Answer :
Let's explore the questions step-by-step, using the information we have about the three countries: Bangladesh, Djibouti, and Guatemala.
### 1. Classification Using the Rostow Model
The Rostow model of development outlines stages that a country typically goes through during economic development. Here's how each country is classified based on the data provided:
- Bangladesh: Classified as a "Traditional Society." This is because over 50% of its economy is based on agriculture, which indicates that it is still largely rural and has not moved strongly towards industrialization or services.
- Djibouti: Classified as in the "Age of High Mass Consumption." Despite low GDP per capita figures that might suggest otherwise, the Service sector is dominant, indicating that Djibouti has a higher focus on consumer goods and services.
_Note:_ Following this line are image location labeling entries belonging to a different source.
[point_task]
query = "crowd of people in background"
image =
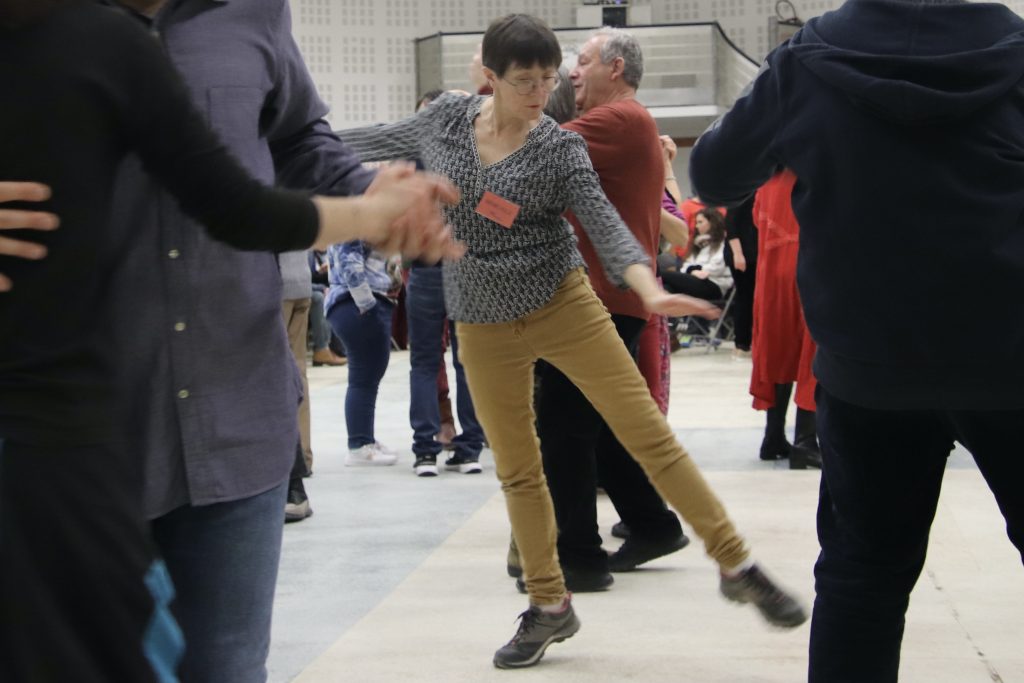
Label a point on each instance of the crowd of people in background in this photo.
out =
(554, 253)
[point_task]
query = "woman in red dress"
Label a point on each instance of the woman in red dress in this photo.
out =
(782, 348)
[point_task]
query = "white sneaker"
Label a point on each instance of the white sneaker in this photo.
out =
(369, 456)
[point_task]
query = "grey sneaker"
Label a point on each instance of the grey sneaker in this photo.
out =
(777, 606)
(538, 629)
(461, 463)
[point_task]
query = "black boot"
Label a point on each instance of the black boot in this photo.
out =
(805, 452)
(774, 445)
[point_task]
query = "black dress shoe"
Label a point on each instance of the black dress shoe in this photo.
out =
(579, 582)
(621, 529)
(773, 450)
(636, 551)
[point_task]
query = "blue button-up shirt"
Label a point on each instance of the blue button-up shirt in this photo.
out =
(214, 385)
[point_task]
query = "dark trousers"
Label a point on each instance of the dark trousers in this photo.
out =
(742, 305)
(427, 319)
(579, 450)
(684, 283)
(880, 486)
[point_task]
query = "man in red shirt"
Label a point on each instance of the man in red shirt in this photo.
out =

However, the classification might need reconsideration given the GDP, hinting at more nuanced realities.
- Guatemala: Also classified under the "Age of High Mass Consumption." This is due to its GDP per capita and service-oriented economy, which is historically characterized by increased focus on producing consumer goods and using modern technical and industrial capabilities.
### 2. Key Factors Preventing Further Development
For each country, some preventable factors for development are:
- Bangladesh:
- Low GDP per capita: This indicates a slow economic growth rate and low national productivity.
- High dependence on agriculture: This can lead to vulnerabilities due to factors like fluctuating weather and prices.
- High infant mortality rate: This reflects health infrastructure issues that need addressing, impacting workforce potential.
- Djibouti:
- Low GDP per capita: Slower economic growth and productivity despite advanced services.
- Lack of specific data in other areas to make further conclusions.
- Guatemala:
- While no specific inhibitive factors were noted based on the data, it's important to consider potential socio-political challenges that could arise from similar economic conditions faced historically.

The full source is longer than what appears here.